Q: Why did GPT-3 need few-shot examples at all?
In 2020, GPT-3 wasn’t reliable enough for zero-shot. You had to prime the format:
Translate English to French:
"hello" -> "bonjour"
"the cat" -> "le chat"
"good morning" -> "bon matin"
"how are you" ->
The zero-shot ability we associate with ChatGPT came later with instruction tuning (InstructGPT, 2022), where the model was fine-tuned specifically to follow natural language instructions.
Q: Why was few-shot surprising?
Nobody expected a frozen model (no weight changes) to figure out a task from a few prompt examples. The assumption was that learning a new task required gradient updates. GPT-3 showed that at sufficient scale (~175B parameters), the model develops an emergent ability to pattern-match from context — purely through the attention mechanism during a single forward pass. The weights don’t change. Examples sit in the context window and influence output through attention. No backpropagation. Pure inference.
One hypothesis: during pretraining on massive web text, GPT-3 encountered countless implicit task demonstrations — text that naturally takes the form “here’s an example, here’s another, now here’s a new one.” It learned a meta-pattern for recognizing and completing task formats.
Logit-based vs. generative evaluation
Logit-based
For a question like “What is the capital of France? A) London B) Paris C) Berlin D) Madrid”, construct four prompts and compare log-probabilities:
Prompt 1: "...Answer: London" → log P = -8.2
Prompt 2: "...Answer: Paris" → log P = -1.3
Prompt 3: "...Answer: Berlin" → log P = -7.9
Prompt 4: "...Answer: Madrid" → log P = -6.5
Pick highest → Paris. No text is generated.
How the log-probabilities are computed: the model processes tokens sequentially. At each position the final layer outputs a logits vector over the entire vocabulary, softmaxed into probabilities. The log-probability of a completion is the sum of log-probs of each token given all preceding ones. For a multi-token completion:
log P("London") = log P("Lon" | ...Answer:) + log P("don" | ...Answer: Lon)
Same forward pass as training — you just skip loss, backward, and update.
Generative
Give the model the full prompt and let it produce text:
Prompt: "What is the capital of France?
A) London B) Paris C) Berlin D) Madrid
Answer:"
Model generates: "The answer is B) Paris."
Parse the output to extract “B” and check against ground truth.
Why the distinction matters
A base pretrained model might assign high probability to “Paris” but, when generating, ramble: “Well, the capital of France has historically been…” Logit-based eval works well here.

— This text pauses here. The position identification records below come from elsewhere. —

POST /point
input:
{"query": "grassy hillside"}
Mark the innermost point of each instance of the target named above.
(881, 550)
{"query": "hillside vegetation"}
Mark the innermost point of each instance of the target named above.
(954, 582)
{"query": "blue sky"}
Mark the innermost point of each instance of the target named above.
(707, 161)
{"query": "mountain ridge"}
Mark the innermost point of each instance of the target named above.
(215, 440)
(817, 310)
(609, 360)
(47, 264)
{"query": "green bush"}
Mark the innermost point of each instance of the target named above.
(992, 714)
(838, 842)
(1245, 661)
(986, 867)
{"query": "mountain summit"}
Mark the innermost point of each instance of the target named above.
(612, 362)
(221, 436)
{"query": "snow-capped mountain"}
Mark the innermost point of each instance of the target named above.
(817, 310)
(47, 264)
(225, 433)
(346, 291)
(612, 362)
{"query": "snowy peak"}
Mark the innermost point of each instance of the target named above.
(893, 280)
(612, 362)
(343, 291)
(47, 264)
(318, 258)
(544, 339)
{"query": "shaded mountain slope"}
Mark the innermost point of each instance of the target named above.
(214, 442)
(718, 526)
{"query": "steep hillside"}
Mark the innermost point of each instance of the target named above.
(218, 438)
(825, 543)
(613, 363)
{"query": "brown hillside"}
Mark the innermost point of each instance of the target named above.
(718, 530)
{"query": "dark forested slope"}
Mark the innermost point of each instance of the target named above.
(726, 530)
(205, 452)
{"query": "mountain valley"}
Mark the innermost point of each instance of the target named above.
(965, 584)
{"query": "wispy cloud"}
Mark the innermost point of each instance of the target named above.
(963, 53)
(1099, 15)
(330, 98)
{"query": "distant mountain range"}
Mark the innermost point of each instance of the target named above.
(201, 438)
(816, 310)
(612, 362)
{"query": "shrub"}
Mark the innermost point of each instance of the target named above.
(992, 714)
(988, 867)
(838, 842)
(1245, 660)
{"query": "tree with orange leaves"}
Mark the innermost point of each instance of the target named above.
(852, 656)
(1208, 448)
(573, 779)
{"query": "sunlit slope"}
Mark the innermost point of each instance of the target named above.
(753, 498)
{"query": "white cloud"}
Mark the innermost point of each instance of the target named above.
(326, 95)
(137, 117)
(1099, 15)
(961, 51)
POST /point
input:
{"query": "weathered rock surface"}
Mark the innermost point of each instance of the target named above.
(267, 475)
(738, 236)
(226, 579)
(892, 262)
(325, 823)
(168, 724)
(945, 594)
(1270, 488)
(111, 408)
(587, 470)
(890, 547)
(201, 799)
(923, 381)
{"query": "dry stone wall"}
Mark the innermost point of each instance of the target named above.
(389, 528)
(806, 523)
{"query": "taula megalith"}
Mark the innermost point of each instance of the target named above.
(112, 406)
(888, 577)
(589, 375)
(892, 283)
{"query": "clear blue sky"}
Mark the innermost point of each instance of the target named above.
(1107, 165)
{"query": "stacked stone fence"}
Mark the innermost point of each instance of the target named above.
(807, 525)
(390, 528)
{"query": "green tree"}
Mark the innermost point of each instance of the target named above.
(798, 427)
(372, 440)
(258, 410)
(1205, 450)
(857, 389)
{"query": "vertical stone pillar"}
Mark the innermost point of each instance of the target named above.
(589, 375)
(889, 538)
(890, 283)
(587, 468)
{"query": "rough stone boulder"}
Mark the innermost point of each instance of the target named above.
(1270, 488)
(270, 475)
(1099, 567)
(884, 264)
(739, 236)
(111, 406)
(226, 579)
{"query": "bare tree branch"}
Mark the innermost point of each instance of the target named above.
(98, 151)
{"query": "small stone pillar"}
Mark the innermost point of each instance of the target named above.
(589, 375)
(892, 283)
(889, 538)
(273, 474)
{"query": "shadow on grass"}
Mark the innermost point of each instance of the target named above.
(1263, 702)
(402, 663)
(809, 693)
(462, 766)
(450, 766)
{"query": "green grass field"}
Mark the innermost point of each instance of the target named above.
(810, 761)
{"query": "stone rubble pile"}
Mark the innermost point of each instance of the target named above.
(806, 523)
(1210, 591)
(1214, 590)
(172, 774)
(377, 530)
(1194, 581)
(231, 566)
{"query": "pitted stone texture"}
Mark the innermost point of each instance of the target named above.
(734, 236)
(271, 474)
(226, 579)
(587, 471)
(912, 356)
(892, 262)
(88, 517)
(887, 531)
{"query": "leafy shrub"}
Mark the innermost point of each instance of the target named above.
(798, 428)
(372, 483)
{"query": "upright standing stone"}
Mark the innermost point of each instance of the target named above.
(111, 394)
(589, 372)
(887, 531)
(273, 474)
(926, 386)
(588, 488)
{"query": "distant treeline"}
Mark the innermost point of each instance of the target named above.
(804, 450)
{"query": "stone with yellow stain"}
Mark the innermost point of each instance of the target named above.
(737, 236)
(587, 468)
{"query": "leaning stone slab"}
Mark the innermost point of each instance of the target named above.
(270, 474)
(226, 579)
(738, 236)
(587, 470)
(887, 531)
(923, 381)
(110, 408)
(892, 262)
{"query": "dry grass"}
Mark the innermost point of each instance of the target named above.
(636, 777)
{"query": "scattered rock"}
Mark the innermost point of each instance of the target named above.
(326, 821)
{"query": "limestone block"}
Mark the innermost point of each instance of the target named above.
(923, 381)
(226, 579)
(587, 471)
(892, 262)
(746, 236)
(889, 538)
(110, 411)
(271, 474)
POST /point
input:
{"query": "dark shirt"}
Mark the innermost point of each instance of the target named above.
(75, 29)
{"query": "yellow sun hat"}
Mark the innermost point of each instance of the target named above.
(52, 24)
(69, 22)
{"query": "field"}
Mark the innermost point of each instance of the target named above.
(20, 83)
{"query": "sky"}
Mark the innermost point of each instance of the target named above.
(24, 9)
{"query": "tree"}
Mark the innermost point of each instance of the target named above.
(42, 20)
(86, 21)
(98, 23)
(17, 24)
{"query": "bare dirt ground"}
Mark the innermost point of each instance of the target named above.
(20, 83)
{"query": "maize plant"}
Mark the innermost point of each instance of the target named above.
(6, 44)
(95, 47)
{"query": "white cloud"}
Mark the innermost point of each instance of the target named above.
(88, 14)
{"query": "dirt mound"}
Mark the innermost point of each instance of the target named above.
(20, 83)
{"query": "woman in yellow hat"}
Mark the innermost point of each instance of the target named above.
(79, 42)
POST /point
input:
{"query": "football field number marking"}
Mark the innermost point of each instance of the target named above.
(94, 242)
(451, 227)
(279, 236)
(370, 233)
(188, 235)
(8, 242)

An instruction-tuned model (ChatGPT) has been trained to produce “The answer is B.” Its probability distribution over bare tokens differs from a base model’s. Logit-based eval can undercount its ability. The HF Open LLM Leaderboard v2 switched some tasks to generative evaluation for exactly this reason.
Multiple-choice format problems
Position bias. Zheng et al. (ICLR 2024) showed LLMs exhibit “selection bias” — preferring specific option positions. On MMLU, moving golden answers to position A boosted LLaMA-30B by 15.2 percentage points, completely inverting some model rankings.
Option sensitivity. Pezeshkpour and Hruschka (NAACL 2024) showed performance gaps of 13–75% from reordering options alone.
Benchmark errors. Gema et al. (June 2024) manually reviewed 5,700 MMLU questions and found an estimated 6.49% error rate — with 57% of Virology questions containing errors.
MMLU-Pro’s response. Expanded to 10 answer options (reducing random guessing from 25% to 10%) but introduced even more position-bias surface area.
The timeline of paradigm shifts
- Pre-2020: task-specific fine-tuning + accuracy metrics (BERT on SQuAD).
- 2020–2022: few-shot prompting + broad capability measurement (GPT-3 on MMLU).
- 2022–2023: instruction-following + human preference (InstructGPT/ChatGPT → Chatbot Arena).
- 2024–2026: reasoning chain evaluation + process-based metrics (o1/R1 → PRMs).